There are an easy way to import/export full-text fields as files?
that solve the problem of "load as multiple lines". Trying with SQL's COPY I can only to transform full-file into full-table, not into a single text field, because each line from COPY is a raw.
that solve the save-back problem, to save the full XML file in the filesystem, without changes in bynary representation (preserving SHA1), and without other exernal procedures (as Unix sed use).
The main problem is on export, so this is the title of this page.
PS: the "proof of same file" in the the round trip — import, export back and compare with original — can be obtained by sha1sum demonstration; see examples below. So, a natural demand is also to check same SHA1 by SQL, avoiding to export on simple check tasks.
All examples
Import a full text into a full-table (is not what I need), and test that can export as the same text. PS: I need to import one file into one field and one row.
Transform full table into one file (is not what I need) and test that can export as same text.PS: I need one row (of one field) into one file.
Calculate the hash by SQL, the SHA1 of the field.
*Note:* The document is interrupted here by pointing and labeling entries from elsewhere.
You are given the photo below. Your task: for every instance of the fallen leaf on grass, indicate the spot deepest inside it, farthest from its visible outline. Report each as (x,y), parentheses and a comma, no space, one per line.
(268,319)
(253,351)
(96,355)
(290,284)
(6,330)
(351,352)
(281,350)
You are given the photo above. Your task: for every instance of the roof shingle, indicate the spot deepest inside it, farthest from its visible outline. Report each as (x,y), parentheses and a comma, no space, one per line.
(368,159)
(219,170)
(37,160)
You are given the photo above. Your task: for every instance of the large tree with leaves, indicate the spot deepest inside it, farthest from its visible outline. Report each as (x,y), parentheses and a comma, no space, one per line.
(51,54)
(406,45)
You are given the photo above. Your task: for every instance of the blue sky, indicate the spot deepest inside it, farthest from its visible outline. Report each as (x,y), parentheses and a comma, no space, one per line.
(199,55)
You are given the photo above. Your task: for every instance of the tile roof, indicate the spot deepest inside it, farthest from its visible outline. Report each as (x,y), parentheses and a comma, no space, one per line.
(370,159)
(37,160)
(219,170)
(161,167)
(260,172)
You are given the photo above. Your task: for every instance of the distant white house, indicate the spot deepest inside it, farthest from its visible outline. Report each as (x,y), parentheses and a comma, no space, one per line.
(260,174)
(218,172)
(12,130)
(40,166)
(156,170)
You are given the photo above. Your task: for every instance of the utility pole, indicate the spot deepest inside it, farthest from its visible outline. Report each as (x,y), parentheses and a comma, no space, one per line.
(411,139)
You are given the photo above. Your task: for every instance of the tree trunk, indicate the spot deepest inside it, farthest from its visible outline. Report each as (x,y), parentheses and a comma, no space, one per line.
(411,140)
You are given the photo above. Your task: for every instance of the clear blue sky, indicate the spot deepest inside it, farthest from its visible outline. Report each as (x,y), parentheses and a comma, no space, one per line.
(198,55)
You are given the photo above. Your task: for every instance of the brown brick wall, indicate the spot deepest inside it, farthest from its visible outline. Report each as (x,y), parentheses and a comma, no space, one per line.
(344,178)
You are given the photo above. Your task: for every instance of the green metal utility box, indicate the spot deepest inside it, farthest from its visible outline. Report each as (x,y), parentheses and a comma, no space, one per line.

Must be the same when compare ... Else it is not a solution for me.
The folowing examples show each problem and a non-elegant workaround.
1. Import
CREATE TABLE ttmp (x text);
COPY ttmp FROM '/tmp/test.xml' ( FORMAT text ); -- breaking lines lines
COPY (SELECT x FROM ttmp) TO '/tmp/test_back.xml' (format TEXT);
Checking that original and "back" have exactly the same content:
sha1sum /tmp/test*.*
570b13fb01d38e04ebf7ac1f73dfad0e1d02b027 /tmp/test_back.xml
570b13fb01d38e04ebf7ac1f73dfad0e1d02b027 /tmp/test.xml
PS: seems perfect, but the problem here is the use of many rows. A real import-solution can import a file into a one-row (and one field). A real export-solution is a SQL function that produce test_back.xml from a single row (of a single field).
2. Transform full table into one file
Use it to store XML:
CREATE TABLE xtmp (x xml);
INSERT INTO xtmp (x)
SELECT array_to_string(array_agg(x),E'\n')::xml FROM ttmp
;
COPY (select x::text from xtmp) TO '/tmp/test_back2-bad.xml' ( FORMAT text );
... But not works as we can check by sha1sum /tmp/test*.xml, not produce the same result for test_back2-bad.xml.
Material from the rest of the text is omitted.